La película libanesa ‘Tramontane’, de Vatche Boulghourjian, aborda un problema bastante común en las familias que han adoptado un niño: cuando este llega a la adolescencia siente la necesidad de indagar más en sus orígenes biológicos, en sus raíces. La particularidad que plantea esta película reside en que el niño adoptado descubre que lo es cuando ya tiene 24 años, en el momento en que necesita un pasaporte para viajar al extranjero. Sus documentos han sido falsificados y no aparece inscrito en ningún registro oficial.
La vuelta atrás del protagonista, la necesidad de escarbar en el pasado, cuenta con un marco especial: Líbano, su pasado turbulento de guerras civiles y ejércitos sin ley. La búsqueda lleva al joven de aldea en aldea, unas personas conducen a otras, y por la pantalla desfilan tipos singulares que rememoran con dificultad y horror la guerra que lo confunde y ensucia todo. Los datos no casan, el joven no avanza en su investigación, y quien le puede dar la palabra definitiva, un tío suyo, solo le presta su antiguo poder de señor de la guerra para solucionar sus problemas legales.
La otra elección especial de la película es la ceguera de su protagonista, una ceguera no simulada por el actor.

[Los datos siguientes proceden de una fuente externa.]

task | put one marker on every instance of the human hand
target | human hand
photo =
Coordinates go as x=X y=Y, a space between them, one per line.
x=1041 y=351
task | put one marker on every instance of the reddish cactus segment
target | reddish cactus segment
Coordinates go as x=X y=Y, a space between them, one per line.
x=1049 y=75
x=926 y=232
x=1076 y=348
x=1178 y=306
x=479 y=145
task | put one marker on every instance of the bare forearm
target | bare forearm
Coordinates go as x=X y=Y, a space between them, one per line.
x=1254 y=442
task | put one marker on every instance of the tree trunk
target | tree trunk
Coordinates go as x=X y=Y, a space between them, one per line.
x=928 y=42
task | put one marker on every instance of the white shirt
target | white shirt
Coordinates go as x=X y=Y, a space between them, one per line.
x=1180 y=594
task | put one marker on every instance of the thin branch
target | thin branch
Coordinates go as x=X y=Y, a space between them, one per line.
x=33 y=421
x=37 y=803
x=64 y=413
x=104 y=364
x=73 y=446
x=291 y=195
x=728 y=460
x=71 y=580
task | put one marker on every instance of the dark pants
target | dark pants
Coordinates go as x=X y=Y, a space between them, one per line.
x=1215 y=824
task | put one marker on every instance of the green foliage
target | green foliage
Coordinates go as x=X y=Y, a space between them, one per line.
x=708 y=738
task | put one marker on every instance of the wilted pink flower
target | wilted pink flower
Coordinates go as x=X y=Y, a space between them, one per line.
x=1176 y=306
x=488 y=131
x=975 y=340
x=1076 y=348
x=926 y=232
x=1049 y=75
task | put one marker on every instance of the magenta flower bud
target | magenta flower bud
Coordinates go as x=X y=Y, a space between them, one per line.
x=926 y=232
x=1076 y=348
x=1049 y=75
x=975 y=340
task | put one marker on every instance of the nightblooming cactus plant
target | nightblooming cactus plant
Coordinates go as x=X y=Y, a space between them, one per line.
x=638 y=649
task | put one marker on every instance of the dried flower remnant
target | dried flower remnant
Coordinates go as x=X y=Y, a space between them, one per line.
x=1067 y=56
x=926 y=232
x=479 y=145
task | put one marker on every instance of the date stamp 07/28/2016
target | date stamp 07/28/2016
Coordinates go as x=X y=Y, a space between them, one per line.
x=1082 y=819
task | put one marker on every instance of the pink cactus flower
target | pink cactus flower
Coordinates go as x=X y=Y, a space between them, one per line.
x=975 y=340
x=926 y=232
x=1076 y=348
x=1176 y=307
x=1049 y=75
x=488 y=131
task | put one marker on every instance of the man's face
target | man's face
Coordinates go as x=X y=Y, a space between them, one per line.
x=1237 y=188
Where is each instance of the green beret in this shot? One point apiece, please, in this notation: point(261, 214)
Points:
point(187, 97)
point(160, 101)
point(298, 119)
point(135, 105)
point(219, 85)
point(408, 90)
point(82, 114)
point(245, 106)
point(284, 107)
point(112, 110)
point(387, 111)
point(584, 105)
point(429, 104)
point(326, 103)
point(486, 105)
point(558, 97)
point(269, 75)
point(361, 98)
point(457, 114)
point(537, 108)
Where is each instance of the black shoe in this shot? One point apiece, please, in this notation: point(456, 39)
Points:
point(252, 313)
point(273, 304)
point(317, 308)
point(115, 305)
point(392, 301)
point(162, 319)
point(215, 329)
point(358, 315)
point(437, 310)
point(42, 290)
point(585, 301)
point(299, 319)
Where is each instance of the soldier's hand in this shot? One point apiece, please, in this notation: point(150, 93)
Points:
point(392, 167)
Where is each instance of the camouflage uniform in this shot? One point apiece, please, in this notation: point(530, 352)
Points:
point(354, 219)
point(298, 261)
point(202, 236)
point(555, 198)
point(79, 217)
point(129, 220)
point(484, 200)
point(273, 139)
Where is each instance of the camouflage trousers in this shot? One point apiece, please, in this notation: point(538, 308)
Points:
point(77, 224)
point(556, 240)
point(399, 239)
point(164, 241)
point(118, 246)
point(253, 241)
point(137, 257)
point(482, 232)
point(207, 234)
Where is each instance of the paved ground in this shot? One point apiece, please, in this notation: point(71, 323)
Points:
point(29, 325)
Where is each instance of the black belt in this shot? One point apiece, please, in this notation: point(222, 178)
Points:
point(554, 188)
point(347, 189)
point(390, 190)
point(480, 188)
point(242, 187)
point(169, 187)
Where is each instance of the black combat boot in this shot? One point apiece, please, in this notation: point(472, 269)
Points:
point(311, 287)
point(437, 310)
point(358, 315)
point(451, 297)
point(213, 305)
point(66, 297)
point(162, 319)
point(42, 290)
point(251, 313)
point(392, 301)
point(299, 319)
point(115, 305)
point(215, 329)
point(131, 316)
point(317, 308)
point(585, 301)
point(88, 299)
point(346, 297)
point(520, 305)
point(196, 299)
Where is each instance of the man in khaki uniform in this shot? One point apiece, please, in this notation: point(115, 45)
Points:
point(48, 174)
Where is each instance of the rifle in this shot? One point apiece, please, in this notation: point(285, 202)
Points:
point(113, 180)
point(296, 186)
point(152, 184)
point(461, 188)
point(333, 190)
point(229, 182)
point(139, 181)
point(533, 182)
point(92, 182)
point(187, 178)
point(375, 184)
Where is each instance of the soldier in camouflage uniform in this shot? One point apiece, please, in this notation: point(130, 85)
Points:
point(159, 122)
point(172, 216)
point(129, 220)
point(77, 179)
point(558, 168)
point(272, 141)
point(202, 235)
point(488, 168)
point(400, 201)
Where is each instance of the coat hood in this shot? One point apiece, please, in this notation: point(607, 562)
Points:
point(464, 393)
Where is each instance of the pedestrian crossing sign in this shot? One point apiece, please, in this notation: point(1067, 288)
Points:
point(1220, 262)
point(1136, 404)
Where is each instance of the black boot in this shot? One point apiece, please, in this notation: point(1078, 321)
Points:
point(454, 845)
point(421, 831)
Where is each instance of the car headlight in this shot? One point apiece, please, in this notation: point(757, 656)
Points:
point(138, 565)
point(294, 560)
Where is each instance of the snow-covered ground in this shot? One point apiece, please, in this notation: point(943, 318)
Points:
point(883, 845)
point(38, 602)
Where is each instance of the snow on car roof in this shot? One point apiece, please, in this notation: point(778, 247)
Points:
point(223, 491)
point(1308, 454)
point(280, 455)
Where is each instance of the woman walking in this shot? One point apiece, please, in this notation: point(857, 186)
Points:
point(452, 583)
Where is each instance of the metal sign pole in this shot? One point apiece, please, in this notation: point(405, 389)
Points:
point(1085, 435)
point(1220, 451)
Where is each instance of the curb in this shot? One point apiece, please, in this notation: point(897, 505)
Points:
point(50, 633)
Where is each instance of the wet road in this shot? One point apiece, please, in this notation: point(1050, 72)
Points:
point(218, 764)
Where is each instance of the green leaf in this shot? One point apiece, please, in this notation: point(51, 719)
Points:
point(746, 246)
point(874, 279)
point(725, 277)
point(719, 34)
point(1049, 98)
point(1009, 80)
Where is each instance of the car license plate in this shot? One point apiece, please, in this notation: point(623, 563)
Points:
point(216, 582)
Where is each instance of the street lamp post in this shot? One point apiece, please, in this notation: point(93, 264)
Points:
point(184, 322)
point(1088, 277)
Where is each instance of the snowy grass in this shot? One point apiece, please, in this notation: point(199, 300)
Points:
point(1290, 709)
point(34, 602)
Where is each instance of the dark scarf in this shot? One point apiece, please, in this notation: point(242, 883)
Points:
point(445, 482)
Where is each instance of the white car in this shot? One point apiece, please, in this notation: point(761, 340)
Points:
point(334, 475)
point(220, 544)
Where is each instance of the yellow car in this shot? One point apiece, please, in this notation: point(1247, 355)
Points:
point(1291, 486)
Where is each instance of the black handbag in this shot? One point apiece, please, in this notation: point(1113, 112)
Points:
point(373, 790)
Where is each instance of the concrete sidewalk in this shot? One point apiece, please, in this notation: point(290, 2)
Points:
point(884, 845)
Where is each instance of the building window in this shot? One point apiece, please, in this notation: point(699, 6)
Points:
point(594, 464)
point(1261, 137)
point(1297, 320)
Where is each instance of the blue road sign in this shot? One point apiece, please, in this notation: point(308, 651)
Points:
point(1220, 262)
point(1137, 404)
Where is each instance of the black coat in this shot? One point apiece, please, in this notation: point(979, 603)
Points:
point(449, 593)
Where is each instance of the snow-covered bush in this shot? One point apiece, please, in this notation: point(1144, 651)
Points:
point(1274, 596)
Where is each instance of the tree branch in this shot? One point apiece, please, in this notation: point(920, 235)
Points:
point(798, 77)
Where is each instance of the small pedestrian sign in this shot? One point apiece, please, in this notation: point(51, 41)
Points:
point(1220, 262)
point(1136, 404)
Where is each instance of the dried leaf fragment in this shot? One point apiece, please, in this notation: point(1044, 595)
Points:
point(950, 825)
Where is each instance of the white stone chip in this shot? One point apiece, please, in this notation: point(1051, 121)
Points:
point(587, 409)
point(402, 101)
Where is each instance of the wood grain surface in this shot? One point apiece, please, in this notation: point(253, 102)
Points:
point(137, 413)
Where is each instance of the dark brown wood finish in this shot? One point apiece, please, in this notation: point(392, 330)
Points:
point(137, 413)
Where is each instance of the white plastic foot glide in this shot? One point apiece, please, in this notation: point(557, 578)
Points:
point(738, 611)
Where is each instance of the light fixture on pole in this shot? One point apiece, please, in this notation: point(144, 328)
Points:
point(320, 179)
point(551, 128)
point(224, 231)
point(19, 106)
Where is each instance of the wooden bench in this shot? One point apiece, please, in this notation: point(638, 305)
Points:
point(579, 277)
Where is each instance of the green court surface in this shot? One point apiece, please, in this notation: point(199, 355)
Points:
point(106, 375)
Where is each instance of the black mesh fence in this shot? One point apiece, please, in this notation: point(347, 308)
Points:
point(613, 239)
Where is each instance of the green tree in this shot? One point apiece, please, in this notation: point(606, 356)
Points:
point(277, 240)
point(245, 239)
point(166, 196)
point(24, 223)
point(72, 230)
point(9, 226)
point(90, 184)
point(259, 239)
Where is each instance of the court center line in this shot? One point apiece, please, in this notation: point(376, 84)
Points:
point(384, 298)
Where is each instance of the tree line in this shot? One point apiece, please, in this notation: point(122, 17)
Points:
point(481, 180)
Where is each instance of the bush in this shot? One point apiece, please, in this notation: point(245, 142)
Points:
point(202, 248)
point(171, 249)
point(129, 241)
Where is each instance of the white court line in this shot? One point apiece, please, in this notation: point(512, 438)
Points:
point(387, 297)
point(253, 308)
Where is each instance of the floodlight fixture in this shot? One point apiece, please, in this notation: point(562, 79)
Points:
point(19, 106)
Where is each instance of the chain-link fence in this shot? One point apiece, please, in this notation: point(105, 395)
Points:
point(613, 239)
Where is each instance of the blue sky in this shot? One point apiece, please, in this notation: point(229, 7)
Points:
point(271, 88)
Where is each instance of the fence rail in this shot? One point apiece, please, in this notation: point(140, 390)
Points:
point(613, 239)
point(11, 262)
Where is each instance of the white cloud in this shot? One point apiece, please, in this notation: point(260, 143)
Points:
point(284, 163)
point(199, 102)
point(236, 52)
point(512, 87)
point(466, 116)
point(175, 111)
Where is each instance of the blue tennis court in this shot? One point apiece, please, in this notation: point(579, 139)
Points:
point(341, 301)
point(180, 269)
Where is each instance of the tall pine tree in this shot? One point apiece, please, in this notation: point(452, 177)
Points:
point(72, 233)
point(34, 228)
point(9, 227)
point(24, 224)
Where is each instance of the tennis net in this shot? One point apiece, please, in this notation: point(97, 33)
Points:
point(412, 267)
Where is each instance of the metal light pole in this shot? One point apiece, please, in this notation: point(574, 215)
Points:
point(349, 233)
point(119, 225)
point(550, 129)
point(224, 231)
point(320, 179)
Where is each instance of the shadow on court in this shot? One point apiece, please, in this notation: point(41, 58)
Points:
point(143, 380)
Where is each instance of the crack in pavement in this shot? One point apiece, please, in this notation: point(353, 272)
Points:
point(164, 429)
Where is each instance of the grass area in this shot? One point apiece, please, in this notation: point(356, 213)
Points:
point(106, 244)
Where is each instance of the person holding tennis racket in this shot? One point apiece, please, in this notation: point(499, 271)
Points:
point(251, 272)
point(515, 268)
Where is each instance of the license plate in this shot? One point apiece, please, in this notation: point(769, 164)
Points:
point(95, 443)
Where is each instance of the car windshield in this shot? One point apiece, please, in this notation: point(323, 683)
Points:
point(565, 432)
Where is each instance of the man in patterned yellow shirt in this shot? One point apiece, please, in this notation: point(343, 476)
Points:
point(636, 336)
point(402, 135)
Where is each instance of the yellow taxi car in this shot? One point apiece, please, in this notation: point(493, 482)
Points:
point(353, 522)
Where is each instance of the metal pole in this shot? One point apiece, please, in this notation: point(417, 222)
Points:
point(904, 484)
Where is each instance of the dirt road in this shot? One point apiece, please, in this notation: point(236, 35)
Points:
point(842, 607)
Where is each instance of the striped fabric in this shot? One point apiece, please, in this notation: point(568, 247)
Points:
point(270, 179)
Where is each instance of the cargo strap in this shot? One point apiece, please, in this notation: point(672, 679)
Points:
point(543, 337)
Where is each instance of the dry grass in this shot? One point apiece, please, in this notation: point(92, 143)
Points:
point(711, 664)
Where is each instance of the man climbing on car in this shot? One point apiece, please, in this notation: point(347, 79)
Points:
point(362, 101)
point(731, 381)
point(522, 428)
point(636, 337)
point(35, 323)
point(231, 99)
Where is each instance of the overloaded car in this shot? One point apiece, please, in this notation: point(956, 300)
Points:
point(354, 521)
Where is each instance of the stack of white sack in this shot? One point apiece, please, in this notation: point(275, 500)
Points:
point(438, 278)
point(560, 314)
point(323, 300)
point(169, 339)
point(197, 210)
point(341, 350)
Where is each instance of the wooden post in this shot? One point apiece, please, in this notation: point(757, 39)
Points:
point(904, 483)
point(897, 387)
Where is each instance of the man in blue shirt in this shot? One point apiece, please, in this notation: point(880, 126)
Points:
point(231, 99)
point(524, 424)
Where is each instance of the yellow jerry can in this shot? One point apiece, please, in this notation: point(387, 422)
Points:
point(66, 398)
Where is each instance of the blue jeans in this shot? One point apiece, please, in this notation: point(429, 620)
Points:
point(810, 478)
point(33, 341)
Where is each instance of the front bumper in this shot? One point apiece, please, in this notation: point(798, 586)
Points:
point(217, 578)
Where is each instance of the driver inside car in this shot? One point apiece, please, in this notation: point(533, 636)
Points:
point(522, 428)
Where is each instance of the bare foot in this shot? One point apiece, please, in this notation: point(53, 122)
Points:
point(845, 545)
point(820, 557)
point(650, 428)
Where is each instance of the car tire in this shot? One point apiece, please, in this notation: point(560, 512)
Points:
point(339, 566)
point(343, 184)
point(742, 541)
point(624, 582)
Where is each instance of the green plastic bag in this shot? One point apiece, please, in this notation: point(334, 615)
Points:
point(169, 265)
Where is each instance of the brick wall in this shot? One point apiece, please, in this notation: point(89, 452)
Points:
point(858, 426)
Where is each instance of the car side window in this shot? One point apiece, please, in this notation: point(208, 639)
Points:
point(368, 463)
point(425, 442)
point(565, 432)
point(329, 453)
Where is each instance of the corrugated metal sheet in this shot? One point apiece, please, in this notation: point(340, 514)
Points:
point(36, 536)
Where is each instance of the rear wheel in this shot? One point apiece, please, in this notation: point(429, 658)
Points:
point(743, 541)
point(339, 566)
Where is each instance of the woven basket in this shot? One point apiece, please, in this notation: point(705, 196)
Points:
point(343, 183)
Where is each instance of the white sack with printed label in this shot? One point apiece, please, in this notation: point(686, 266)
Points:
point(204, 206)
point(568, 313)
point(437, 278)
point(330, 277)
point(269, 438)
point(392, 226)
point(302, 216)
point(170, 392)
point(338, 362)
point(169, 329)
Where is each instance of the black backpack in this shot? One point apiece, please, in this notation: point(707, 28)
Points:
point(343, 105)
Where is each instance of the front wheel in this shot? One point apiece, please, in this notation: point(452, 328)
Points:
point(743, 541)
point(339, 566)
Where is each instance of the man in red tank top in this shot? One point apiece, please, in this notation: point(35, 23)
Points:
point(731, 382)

Rodar con un actor ciego determina no pocos cambios en la planificación, en los juegos de miradas en los que se basan tantos parámetros fílmicos. Sorprenden las escenas rodadas en la oscuridad en la que se desenvuelve habitualmente el protagonista. La noche lo es solo para los demás, también para el espectador. La voz es su principal instrumento de manifestación, una voz que exige, pregunta, interroga, quiere saber, y se encuentra con un muro que no logra saltar. Una voz que también canta con hondura la música libanesa, y a esa faceta musical envía su lamento en la larga canción final.
Sugerente película, bañada de luz mediterránea y cultura oriental, de hospitalidad árabe que abre su casa al desconocido y le ofrece té y reposo, de suavidad de higueras y aromas salinos.
Encierro fabril
El buen nivel de Punto de Encuentro en esta Seminci, con algunos picos de calidad muy altos, se tambalea un tanto con la película mexicana ‘Maquinaria Panamericana’, del debutante en el largo Joaquín del Paso. Un guion suyo y de la británica Lucy Pawlak nos introduce en una empresa de maquinaria para la construcción desde la primera hasta la última imagen. Una empresa nada eficiente, en la que los obreros se entretienen con cualquier cosa y el jefe cuenta chistes, mientras el propietario enferma silenciosamente en su despacho y muere. A partir de ahí el poco orden laboral que había se subvierte completamente, y el grupo de trabajadores entra en un delirio en defensa de sus puestos de trabajo que les hace pertrecharse en la empresa hasta que encuentren alguna solución, dinero, papeles comprometedores, o sencillamente solidaridad. Al barroquismo de una empresa en descomposición que satura de objetos cada plano, se une la actitud colectiva de poner todo patas arriba a la espera de algo que solo puede llegar de ellos mismos.
¿Metáfora de un capitalismo cruel que enloquece a sus trabajadores? ¿Juego dramático que fuerza a los ocupantes de la fábrica más allá de cualquier racionalidad? Un fondo surrealista planea sobre los desatinos del grupo, dejando guiños a otro encierro célebre, el firmado por Buñuel en ‘El ángel exterminador’. Pero la película de Del Paso carece de su fuerza subterránea. Y tampoco es capaz de trenzar una atmósfera que supere la reivindicación laboral, agotada en pocos minutos y sustituida por chispazos de locura que saltan aquí y allá sin vertebrar la desmayada narración.